What is bucketing? - Amazon Athena
Services or capabilities described in Amazon Web Services documentation might vary by Region. To see the differences applicable to the China Regions, see Getting Started with Amazon Web Services in China (PDF).

What is bucketing?

Bucketing is a way to organize the records of a dataset into categories called buckets.

This meaning of bucket and bucketing is different from, and should not be confused with, Amazon S3 buckets. In data bucketing, records that have the same value for a property go into the same bucket. Records are distributed as evenly as possible among buckets so that each bucket has roughly the same amount of data.

In practice, the buckets are files, and a hash function determines the bucket that a record goes into. A bucketed dataset will have one or more files per bucket per partition. The bucket that a file belongs to is encoded in the file name.

Bucketing benefits

Bucketing is useful when a dataset is bucketed by a certain property and you want to retrieve records in which that property has a certain value. Because the data is bucketed, Athena can use the value to determine which files to look at. For example, suppose a dataset is bucketed by customer_id and you want to find all records for a specific customer. Athena determines the bucket that contains those records and only reads the files in that bucket.

Good candidates for bucketing occur when you have columns that have high cardinality (that is, have many distinct values), are uniformly distributed, and that you frequently query for specific values.

Note

Athena does not support using INSERT INTO to add new records to bucketed tables.

Data types supported for filtering on bucketed columns

You can add filters on bucketed columns with certain data types. Athena supports filtering on bucketed columns with the following data types:

  • BOOLEAN

  • BYTE

  • DATE

  • DOUBLE

  • FLOAT

  • INT

  • LONG

  • SHORT

  • STRING

  • VARCHAR

Hive and Spark support

Athena engine version 2 supports datasets bucketed using the Hive bucket algorithm, and Athena engine version 3 also supports the Apache Spark bucketing algorithm. Hive bucketing is the default. If your dataset is bucketed using the Spark algorithm, use the TBLPROPERTIES clause to set the bucketing_format property value to spark.

Note

Athena has a limit of 100 partitions in a CREATE TABLE AS SELECT (CTAS) query. Similarly, you can add only a maximum of 100 partitions to a destination table with an INSERT INTO statement.

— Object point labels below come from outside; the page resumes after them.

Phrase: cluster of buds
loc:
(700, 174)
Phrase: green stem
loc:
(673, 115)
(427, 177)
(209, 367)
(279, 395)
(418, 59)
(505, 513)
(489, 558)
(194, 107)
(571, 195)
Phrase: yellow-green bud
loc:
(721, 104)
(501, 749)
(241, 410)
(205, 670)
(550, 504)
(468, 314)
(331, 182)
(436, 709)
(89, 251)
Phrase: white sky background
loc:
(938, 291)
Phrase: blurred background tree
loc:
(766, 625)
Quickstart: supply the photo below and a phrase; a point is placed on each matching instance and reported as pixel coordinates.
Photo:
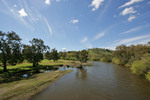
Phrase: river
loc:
(102, 81)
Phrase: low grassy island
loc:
(25, 88)
(22, 81)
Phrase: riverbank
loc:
(24, 89)
(16, 72)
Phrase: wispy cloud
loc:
(48, 2)
(86, 42)
(64, 49)
(99, 36)
(129, 10)
(85, 39)
(49, 28)
(129, 40)
(96, 4)
(130, 3)
(22, 13)
(132, 17)
(74, 21)
(132, 30)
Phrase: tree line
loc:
(13, 52)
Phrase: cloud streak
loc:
(48, 2)
(22, 13)
(86, 42)
(129, 10)
(85, 39)
(132, 17)
(74, 21)
(130, 3)
(129, 40)
(96, 4)
(99, 36)
(49, 28)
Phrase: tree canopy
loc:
(10, 49)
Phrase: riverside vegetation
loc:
(135, 57)
(17, 59)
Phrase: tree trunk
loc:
(5, 67)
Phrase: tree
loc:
(83, 56)
(10, 49)
(34, 53)
(54, 55)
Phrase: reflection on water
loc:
(102, 81)
(81, 73)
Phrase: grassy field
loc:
(24, 89)
(15, 72)
(16, 87)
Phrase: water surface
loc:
(102, 81)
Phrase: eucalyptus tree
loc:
(10, 49)
(34, 53)
(53, 55)
(83, 56)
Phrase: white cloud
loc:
(86, 42)
(129, 40)
(130, 3)
(132, 17)
(64, 49)
(85, 39)
(99, 36)
(96, 4)
(15, 5)
(49, 28)
(129, 10)
(110, 48)
(74, 21)
(57, 0)
(115, 16)
(48, 2)
(22, 13)
(132, 30)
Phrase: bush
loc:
(95, 59)
(118, 61)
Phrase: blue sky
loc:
(78, 24)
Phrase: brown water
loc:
(102, 81)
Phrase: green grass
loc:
(15, 72)
(24, 89)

If you exceed this limitation, you may receive the error message HIVE_TOO_MANY_OPEN_PARTITIONS: Exceeded limit of 100 open writers for partitions/buckets. To work around this limitation, you can use a CTAS statement and a series of INSERT INTO statements that create or insert up to 100 partitions each. For more information, see Use CTAS and INSERT INTO to work around the 100 partition limit.

To create a table for an existing bucketed dataset, use the CLUSTERED BY (column) clause followed by the INTO N BUCKETS clause. The INTO N BUCKETS clause specifies the number of buckets the data is bucketed into.

In the following CREATE TABLE example, the sales dataset is bucketed by customer_id into 8 buckets using the Spark algorithm. The CREATE TABLE statement uses the CLUSTERED BY and TBLPROPERTIES clauses to set the properties accordingly.

CREATE EXTERNAL TABLE sales (...) ... CLUSTERED BY (`customer_id`) INTO 8 BUCKETS ... TBLPROPERTIES ( 'bucketing_format' = 'spark' )

To specify bucketing with CREATE TABLE AS, use the bucketed_by and bucket_count parameters, as in the following example.

CREATE TABLE sales WITH ( ... bucketed_by = ARRAY['customer_id'], bucket_count = 8 ) AS SELECT ...

The following example query looks for the names of products that a specific customer has purchased over the course of a week.

SELECT DISTINCT product_name FROM sales WHERE sales_date BETWEEN '2023-02-27' AND '2023-03-05' AND customer_id = 'c123'

If this table is partitioned by sales_date and bucketed by customer_id, Athena can calculate the bucket that the customer records are in. At most, Athena reads one file per partition.